Gravett completed Wolves in six weeks as an illustration course project and added only the back endpaper spread during the editorial process. Some projects take longer but she wrote and sketched Orange Pear Apple Bear in merely 11 hours, waking one Mother's Day with the four words in her head and staying in bed for "the whole book in one go".

Gravett's books are interactive. She encouraged the pet dog to chew the dummy for Wolves "to simulate the impact of the wolf's teeth". That didn't work so she chewed it herself.

She wanted Little Mouse's Big Book of Fears to look genuinely chewed, so she painted yoghurt on plain white paper and laid it in the cage of the two pet rats.
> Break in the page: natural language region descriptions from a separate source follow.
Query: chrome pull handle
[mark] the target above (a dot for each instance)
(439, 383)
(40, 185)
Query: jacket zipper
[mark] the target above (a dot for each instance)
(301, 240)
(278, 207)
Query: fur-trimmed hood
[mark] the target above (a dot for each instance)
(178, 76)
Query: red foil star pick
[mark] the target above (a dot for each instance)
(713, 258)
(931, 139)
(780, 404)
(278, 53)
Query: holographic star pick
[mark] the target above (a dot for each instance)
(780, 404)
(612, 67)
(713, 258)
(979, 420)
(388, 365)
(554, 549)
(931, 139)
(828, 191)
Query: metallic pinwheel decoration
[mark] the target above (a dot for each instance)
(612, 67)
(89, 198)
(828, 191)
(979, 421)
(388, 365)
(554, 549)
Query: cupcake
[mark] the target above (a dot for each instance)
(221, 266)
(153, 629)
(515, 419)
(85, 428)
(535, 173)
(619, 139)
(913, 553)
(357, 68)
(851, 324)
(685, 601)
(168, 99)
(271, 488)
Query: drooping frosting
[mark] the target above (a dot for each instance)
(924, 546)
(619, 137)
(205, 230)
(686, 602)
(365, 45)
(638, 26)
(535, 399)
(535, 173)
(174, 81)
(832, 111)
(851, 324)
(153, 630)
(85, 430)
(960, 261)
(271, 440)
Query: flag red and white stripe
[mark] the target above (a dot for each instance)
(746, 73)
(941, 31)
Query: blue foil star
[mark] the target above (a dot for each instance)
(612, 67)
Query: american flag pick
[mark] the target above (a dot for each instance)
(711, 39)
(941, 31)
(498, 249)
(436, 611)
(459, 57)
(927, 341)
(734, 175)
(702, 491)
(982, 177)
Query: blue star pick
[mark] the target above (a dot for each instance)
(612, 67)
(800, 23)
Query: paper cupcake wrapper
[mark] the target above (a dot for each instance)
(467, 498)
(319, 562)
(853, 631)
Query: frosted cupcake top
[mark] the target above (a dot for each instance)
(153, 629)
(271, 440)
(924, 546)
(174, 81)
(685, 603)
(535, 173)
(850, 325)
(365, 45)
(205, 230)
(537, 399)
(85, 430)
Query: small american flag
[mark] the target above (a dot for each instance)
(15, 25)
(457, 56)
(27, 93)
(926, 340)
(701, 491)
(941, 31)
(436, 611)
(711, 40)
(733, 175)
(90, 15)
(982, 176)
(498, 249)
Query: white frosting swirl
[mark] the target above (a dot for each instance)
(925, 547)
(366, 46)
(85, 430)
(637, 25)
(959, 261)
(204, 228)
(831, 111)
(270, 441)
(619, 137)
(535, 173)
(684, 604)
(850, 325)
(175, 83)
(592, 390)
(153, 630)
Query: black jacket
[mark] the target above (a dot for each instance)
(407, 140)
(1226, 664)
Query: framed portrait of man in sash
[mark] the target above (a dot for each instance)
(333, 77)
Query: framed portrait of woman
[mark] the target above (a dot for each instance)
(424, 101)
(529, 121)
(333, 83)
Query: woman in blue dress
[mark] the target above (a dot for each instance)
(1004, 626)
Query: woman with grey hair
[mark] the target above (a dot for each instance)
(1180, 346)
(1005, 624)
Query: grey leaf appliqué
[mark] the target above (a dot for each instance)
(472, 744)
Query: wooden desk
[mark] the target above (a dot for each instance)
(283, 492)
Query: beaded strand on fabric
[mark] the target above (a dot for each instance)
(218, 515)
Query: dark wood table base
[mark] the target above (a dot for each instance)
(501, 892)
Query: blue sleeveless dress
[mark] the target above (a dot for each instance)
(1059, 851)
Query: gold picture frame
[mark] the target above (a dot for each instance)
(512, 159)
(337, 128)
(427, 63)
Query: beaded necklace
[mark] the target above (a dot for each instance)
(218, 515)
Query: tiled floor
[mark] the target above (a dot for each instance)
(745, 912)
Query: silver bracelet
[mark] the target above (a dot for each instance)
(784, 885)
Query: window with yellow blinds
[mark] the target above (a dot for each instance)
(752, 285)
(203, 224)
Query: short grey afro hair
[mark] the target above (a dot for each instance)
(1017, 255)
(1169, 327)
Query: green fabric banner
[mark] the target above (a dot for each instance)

They nibbled it and peed on it, which she scanned to produce background for drawing.
The front cover illustration shows the title Little Mouse's Emily Gravett's Big Book of Fears, a mouse looking through a hole it has chewed, and damage along the book edges.

Little Mouse is also a movable book, with "lift flaps and a fold-out map" (quoting a review).

==Works==
===As author and illustrator===

- Wolves (Macmillan, 2005, ISBN 1-405-05082-9)
 —published as Wolves by "Emily Grrrabbit" in the United States (Simon & Schuster, 2006)
- Orange Pear Apple Bear (2006)
- Meerkat Mail (2006)
- Little Mouse's Big Book of Fears (2007)
- Monkey and Me (2007)
- The Odd Egg (2008)
- Spells (2008)
- Dogs (2009)
- The Rabbit Problem (2009)
- Blue Chameleon (2010)
- Wolf Won't Bite! (2011)
- Again! (2011)
- Matilda's Cat (2 August 2012)
- Little Mouse's Big Book of Beasts (2013)
- Bear and Hare: Go Fishing (2014)
- Bear and Hare: Snow! (2014)
- Bear and Hare: Where's Bear? (2015)
- Bear and Hare: Mine! (2016)
- Tidy (2016)
- Old Hat (2017)
- Cyril and Pat (2018)
- Meerkat Christmas (2019)
- Too Much Stuff (2020)
- 10 Cats (2022)
- 10 Dogs (2023)
- Bothered by Bugs (2024)
- Bear's Nap (2025)

===As illustrator===
- Cave Baby (2010), written by Julia Donaldson
- The Imaginary (2014), written by A. F. Harrold
- The Afterwards (2018), written by A. F. Harrold
- Evie and the Animals (2020), written by Matt Haig
- Evie in the Jungle (2020), written by Matt Haig
- A Song of Gladness (2021), written by Michael Morpurgo
- Locked Out Lily (2021), written by Nick Lake
- The House With a Dragon in it (2023), written by Nick Lake
- Island of Whispers (2023), by Frances Hardinge
- The Ogre Who Wasn't (2023), written by Michael Morpurgo
- The Forest of a Thousand Eyes (2024), by Frances Hardinge

==Awards and recognitions==
Gravett has won annual British book awards three times.

- Awards
- Wolves won the 2005 Kate Greenaway Medal.
- Monkey and Me won the 2007 Booktrust Best Emerging Illustrator for children up to five-years-old.
- Little Mouse's Big Book of Fears won the 2008 Kate Greenaway Medal.
- Tidy won the 2017 Indie Book Awards for Picture Book category.

- Runners-up, etc.
- 2005, Wolves was bronze runner-up for the Smarties Prize, ages 0–5 years.
- 2006, Orange Pear Apple Bear made the shortlist for the Booktrust Early Years Pre-School Award.
- 2007, Orange Pear Apple Bear made the Greenaway shortlist.
- 2007, Little Mouse's Big Book of Fears was bronze runner-up for the Smarties Prize, ages 6–8 years.
- 2007, Wolves made the shortlist for the Hampshire Illustrated Book Award.
- 2008, Monkey and Me made the Greenaway shortlist.
- 2012, Wolf Won't Bite! made the Greenaway shortlist.
- 2013, Matilda's Cat made the Indie Book Awards shortlist.
- 2022, Too Much Stuff made the Greenaway shortlist.